Setiap tanggal 4 Februari, dunia memperingati Hari Kanker Sedunia (World Cancer Day) sebagai momentum bersama untuk meningkatkan kesadaran, kepedulian, dan aksi nyata dalam pencegahan serta penanggulangan kanker. Peringatan ini menjadi pengingat bahwa kanker masih menjadi tantangan kesehatan global yang membutuhkan perhatian serius dari seluruh lapisan masyarakat.
Hari Kanker Sedunia bermula pada World Summit Against Cancer for the New Millennium yang diselenggarakan di Paris, Prancis, pada tahun 2000. Dalam pertemuan tersebut, para pemimpin dunia, organisasi kesehatan, dan pemangku kepentingan internasional menyepakati Paris Charter Against Cancer, sebuah piagam yang menegaskan komitmen global untuk menurunkan angka kesakitan dan kematian akibat kanker, serta meningkatkan kualitas hidup penyintas kanker. Sejak saat itu, peringatan Hari Kanker Sedunia diperingati setiap 4 Februari dan dikoordinasikan secara global oleh Union for International Cancer Control (UICC).
Peringatan ini tidak hanya berfokus pada penyakitnya, tetapi juga pada aspek kemanusiaan, mulai dari upaya pencegahan, deteksi dini, akses pengobatan yang adil, hingga penghapusan stigma terhadap pasien kanker. Setiap tahunnya, Hari Kanker Sedunia mengusung tema global yang mendorong pendekatan penanganan kanker yang lebih holistik, berpusat pada pasien, dan mengedepankan empati.
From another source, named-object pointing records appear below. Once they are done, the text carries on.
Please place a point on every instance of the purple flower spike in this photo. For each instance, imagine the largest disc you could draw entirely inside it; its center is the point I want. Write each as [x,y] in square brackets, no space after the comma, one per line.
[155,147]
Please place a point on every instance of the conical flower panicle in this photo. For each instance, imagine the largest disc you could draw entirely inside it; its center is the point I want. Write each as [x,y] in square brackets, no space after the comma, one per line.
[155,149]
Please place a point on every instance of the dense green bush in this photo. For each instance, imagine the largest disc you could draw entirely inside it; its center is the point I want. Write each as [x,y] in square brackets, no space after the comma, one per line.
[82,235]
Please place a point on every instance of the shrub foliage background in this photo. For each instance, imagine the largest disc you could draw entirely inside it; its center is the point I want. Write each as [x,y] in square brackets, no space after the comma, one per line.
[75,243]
Di tingkat global maupun nasional, kanker masih menjadi salah satu penyebab utama kematian. Di Indonesia, peningkatan kasus kanker menuntut peran aktif seluruh tenaga kesehatan, termasuk perawat, dalam upaya promotif, preventif, kuratif, dan rehabilitatif. Perawat memiliki peran penting dalam memberikan edukasi kesehatan kepada masyarakat, mendukung pelaksanaan skrining dan deteksi dini, serta mendampingi pasien dan keluarga selama proses perawatan dan pengobatan.
Melalui peringatan Hari Kanker Sedunia, institusi pendidikan keperawatan diharapkan dapat berperan aktif dalam menanamkan nilai kepedulian, profesionalisme, dan kompetensi kepada calon perawat. Momentum ini menjadi pengingat bahwa upaya melawan kanker membutuhkan kolaborasi berkelanjutan antara tenaga kesehatan, akademisi, pemerintah, dan masyarakat.
Hari Kanker Sedunia bukan sekadar peringatan tahunan, melainkan simbol komitmen global untuk terus bergerak bersama dalam menghadapi kanker. Dengan peningkatan kesadaran, edukasi yang berkelanjutan, serta pelayanan kesehatan yang berkualitas dan berempati, diharapkan beban kanker dapat dikurangi dan kualitas hidup masyarakat dapat terus ditingkatkan.